I am frightened and anxious but I am fortunate in that I have a very supportive husband who has been emotionally available and is in therapy now to build up his emotional reserves for when I do undergo treatment again (and to prepare himself to survive me). And I have dived into a renovation of the house we bought last year to give myself a space that pleases me, and this project is keeping me busy and entertained, which is important. However, I recently decided to change my mind about participating in a group metastatic womens cancer therapy specifically to talk out loud about these kinds of fears and how one comes to a place where I can function at an acceptable level notwithstanding the medical determination that I am terminally ill. I actually feel absolutely fine, and the only substance I am taking now that, to my mind, is aimed at maintaining remission is Metformin (following takingcontrol58's advocacy). But in my heart of hearts I am not at a point where I am confident that the next scan will continue to show stable presence. I am hopeful but not confident. That is cognitive dissonance, I think, and that is difficult for the brain to hold onto with mental calmness.
This all to say that you can have had lung mets diagnosed and still experience a single nodule that could show stability at your next scan. That may not alleviate your anxiety because, of course, there will be another scan several months down the line. So, I would say go to a trusted provider who can listen to your concerns and symptoms and talk to you about what various medicines are available to address those. You might also consider modalities like mindfulness training, yoga, meditation. Or, re-engaging with a hobby or interest or open yourself to experiencing new things that might become a hobby or a group effort you can lose yourself in, at least for a little while each day or each week. And exercise. Do get out of bed every day and take a walk, or a bike ride. Exercise does elevate your mood.
And, if the worst happens, the nodule has grown and is capable of positive diagnosis, have faith, as I do, that a treatment is available that could get you to another remission. In the long run, if you are a recurrent cancer person, I am convinced now that you are better off getting yourself into some kind of moderator-led therapeutic modality, either individual or group therapy, because it is difficult to come to terms with what the future may hold.

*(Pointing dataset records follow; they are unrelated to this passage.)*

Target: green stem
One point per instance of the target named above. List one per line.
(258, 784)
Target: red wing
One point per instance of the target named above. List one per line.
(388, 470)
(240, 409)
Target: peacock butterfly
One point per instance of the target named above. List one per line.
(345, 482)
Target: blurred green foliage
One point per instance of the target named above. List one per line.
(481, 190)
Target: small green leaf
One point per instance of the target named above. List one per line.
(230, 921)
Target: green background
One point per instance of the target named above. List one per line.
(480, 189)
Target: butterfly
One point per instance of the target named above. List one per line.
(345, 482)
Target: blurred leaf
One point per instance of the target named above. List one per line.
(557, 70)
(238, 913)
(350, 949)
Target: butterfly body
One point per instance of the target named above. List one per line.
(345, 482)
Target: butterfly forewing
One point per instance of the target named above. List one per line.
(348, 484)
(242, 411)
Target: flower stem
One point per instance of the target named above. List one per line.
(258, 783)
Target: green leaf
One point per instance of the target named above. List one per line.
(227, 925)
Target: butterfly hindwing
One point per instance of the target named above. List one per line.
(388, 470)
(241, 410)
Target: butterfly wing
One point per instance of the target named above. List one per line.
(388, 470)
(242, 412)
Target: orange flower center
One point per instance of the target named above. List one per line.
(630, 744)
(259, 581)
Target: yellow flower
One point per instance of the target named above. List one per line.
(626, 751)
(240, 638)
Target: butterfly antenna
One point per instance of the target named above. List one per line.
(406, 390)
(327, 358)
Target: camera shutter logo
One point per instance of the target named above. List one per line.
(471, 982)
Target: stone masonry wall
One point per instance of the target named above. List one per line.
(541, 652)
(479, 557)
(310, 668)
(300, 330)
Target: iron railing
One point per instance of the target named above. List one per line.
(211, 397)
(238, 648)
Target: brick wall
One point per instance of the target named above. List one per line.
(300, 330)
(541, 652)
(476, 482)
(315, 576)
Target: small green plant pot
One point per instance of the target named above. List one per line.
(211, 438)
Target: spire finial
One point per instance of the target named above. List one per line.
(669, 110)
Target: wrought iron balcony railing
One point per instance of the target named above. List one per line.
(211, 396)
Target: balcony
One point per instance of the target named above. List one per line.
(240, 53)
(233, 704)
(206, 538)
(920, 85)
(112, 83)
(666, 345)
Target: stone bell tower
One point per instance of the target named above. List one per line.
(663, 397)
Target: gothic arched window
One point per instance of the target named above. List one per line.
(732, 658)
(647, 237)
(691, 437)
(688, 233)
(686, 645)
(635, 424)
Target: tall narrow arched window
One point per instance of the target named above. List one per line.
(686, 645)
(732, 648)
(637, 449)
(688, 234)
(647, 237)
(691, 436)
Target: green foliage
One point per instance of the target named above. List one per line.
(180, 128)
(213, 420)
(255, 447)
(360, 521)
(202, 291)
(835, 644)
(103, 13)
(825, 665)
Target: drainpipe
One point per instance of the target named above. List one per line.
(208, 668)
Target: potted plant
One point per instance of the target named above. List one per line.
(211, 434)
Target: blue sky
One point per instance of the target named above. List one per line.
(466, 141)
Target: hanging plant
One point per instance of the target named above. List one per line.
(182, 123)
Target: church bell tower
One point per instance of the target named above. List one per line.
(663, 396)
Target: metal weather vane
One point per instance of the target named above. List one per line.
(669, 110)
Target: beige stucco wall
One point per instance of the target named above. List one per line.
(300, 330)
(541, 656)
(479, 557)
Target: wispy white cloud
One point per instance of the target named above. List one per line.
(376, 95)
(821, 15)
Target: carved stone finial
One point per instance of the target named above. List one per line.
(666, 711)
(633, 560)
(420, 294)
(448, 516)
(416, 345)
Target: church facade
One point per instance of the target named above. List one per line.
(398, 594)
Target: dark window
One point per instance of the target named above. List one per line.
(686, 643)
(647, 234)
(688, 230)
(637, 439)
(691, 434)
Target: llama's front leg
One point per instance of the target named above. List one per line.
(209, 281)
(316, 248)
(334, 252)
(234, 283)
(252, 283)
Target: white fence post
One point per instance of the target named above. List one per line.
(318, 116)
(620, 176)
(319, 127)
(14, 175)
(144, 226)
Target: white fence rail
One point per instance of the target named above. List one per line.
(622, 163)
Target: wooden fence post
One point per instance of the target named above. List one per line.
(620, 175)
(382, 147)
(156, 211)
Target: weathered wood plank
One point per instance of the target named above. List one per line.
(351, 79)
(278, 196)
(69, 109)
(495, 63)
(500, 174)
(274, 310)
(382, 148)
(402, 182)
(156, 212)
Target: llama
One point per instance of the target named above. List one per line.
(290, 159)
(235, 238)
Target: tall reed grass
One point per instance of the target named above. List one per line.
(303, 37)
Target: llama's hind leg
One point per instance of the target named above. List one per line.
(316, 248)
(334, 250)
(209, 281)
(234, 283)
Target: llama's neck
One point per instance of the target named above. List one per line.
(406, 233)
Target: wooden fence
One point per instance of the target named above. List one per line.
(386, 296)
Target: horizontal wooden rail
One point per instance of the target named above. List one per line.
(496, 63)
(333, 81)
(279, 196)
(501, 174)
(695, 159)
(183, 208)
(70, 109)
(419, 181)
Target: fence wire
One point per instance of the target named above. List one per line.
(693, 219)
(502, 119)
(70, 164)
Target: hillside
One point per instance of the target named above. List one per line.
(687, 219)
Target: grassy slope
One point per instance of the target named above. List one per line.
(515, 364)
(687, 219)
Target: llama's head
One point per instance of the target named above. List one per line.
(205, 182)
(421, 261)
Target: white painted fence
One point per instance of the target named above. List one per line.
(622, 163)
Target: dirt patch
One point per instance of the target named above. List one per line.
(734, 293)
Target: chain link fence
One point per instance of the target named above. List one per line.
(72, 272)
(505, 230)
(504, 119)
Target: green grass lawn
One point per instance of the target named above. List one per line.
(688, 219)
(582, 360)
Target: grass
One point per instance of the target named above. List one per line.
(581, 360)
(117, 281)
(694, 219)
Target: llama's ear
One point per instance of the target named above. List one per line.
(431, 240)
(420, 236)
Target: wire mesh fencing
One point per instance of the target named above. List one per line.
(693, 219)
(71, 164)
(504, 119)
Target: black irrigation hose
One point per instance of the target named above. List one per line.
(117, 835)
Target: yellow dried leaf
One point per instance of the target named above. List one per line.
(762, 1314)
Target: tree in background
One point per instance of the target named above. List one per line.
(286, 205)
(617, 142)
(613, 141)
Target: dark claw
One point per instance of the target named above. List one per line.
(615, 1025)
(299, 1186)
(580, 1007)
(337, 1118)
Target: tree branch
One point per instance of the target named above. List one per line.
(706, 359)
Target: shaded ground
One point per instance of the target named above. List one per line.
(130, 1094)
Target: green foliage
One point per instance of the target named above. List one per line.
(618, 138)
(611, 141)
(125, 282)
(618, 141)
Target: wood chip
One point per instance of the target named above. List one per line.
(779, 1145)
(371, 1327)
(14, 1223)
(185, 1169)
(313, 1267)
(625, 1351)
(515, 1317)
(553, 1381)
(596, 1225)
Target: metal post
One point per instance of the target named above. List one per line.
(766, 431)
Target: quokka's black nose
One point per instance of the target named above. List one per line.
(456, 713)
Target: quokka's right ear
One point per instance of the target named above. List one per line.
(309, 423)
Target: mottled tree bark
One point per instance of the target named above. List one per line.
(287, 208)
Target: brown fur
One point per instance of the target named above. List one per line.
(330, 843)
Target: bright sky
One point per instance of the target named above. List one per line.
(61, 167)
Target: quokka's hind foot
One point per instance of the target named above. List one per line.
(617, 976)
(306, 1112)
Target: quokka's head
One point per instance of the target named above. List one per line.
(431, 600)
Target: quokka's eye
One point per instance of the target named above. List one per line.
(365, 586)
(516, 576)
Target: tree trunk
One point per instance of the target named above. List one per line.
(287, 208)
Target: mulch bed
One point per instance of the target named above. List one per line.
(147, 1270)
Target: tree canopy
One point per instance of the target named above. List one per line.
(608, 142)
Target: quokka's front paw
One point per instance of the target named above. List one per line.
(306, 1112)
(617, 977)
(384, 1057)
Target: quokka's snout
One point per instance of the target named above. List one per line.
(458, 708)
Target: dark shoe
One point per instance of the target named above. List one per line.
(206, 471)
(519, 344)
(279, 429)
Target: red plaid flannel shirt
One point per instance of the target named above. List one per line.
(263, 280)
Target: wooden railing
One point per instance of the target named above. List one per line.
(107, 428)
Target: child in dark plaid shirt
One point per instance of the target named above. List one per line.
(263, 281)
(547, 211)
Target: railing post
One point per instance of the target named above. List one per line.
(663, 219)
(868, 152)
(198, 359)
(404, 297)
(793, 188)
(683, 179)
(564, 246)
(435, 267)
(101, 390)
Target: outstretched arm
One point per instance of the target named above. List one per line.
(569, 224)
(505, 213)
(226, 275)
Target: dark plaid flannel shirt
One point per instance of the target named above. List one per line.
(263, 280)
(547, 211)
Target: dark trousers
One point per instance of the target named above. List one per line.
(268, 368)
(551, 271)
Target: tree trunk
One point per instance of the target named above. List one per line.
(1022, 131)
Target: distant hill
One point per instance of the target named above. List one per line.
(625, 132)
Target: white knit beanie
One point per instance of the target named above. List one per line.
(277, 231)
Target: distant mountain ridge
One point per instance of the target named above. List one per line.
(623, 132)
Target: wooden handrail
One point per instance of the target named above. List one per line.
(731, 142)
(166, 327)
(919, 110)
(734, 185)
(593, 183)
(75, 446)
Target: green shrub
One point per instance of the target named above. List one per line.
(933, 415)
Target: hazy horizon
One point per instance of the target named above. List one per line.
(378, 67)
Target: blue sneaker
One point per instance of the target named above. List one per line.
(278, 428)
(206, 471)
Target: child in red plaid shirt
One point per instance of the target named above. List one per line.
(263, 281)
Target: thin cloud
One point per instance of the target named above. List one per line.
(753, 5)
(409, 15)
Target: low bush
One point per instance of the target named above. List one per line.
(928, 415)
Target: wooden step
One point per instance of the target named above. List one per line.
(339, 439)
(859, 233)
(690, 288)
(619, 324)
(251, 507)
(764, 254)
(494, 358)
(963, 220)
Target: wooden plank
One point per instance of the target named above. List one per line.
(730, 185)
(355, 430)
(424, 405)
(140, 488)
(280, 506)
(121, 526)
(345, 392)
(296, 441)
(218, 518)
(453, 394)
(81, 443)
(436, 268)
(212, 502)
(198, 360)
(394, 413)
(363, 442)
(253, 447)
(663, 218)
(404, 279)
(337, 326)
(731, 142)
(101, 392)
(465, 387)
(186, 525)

I wish you peace and best wishes in navigating this tough road. Know that you are not alone and you will find support here, and, hopefully, where you live, to address the very real and rational issues that are going through you mind right now. Oldbeauty
Your message resonates with me because I am in a similar situation with respect to the expectation that, even if I should achieve remission now, I'm likely to go through cycles of treatment, remission, progression, and more treatment for the rest of my life, or just one treatment after another. As you say, the cognitive dissonance is jarring. Thank you for expressing it so well.